Second, I was shocked by the fear there — the fear of being found out. Most of the contributors were afraid (some even to the point of terror) that their parents would find out they were participating in a book like this. Most of them have spent their lives placating and protecting the feelings of their parents, and parroting “the narrative” that the divorce was not only for the best, but also even a positive good. I had no idea that the children of divorce carry around this terrible burden year after year after year.
So the anonymity you afforded all the contributors is what allowed them to be completely honest. For the very first time, they can say out loud how they really feel about what was done to them. And that’s the point, isn’t it? No one in our society wants to acknowledge that divorce is committed against our children. It’s not only about the adults. Yet no one ever asks the kids how they feel, because we don’t want to know.
LM: That is correct. We don’t want to know. It would ruin the narrative that “kids are resilient” and happy as long as their parents are happy. And since marriage in modern America is not so much about vows but about romance and sex, we are not to interfere with the adults’ romantic decisions.
What is really eye-opening is seeing this silencing play out in real life: As I and others started putting out excerpts from the book, or as comments from those wounded by their parents’ divorce came in, it was uncanny how consistently divorce defenders jumped into the conversation (one demanding to know why such a book as Primal Loss would even be published!).
The pro-divorce comments served to shame and silence the adult children who were now daring to speak out. A child of divorce put it best, on one of those contentious Facebook threads: “I wish for once that those who are divorced/divorcing will be silent and just listen. I’m so tired of feeling like I have to be mindful — yet again — of the grown-ups’ feelings.” It’s what they’ve done all their lives.
Who is Primal Loss for?
LM: Several different audiences. First, it’s for the adult children of divorce, who thought they were alone in their pain.
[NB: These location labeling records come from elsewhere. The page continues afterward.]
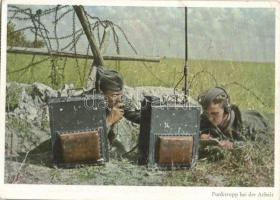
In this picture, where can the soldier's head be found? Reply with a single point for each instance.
(111, 84)
(216, 104)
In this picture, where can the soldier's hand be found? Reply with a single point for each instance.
(116, 114)
(226, 144)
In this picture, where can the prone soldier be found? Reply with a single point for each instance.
(118, 107)
(225, 121)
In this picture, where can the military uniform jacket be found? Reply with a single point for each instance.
(240, 126)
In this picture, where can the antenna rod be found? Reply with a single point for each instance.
(186, 89)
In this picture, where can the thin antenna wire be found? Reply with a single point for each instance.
(186, 90)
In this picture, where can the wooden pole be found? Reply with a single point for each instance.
(98, 60)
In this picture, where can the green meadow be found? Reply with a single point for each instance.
(250, 85)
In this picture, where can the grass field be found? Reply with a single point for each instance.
(250, 85)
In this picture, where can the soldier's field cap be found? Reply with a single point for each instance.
(206, 97)
(110, 80)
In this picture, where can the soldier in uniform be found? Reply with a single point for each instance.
(225, 121)
(122, 134)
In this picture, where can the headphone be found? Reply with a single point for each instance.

Second, it’s for those adults now considering divorce. Please read this book. I’ve had folks tell me that after reading the first ten pages, they will never consider divorcing.
Third, it’s for divorced parents, to give them more insight into their children’s pain, even decades later.
It’s also for priests, pastors, and therapists — who far too routinely counsel for divorce.
It’s important to note that I have an entire chapter with stories of hope — disastrous marriages that were redeemed, and how those redemptions came about. It’s possible to overcome the worst of situations, and the reward is both earthly and eternal.
Finally, Primal Loss isn’t about shaming anyone. It’s not about piling on the guilt. It’s about honesty, healing, and correcting our ways going forward. We simply cannot go on believing that divorce is no big deal. The Catechism calls divorce a “contagion,” and it’s infecting and corroding our families and our nation.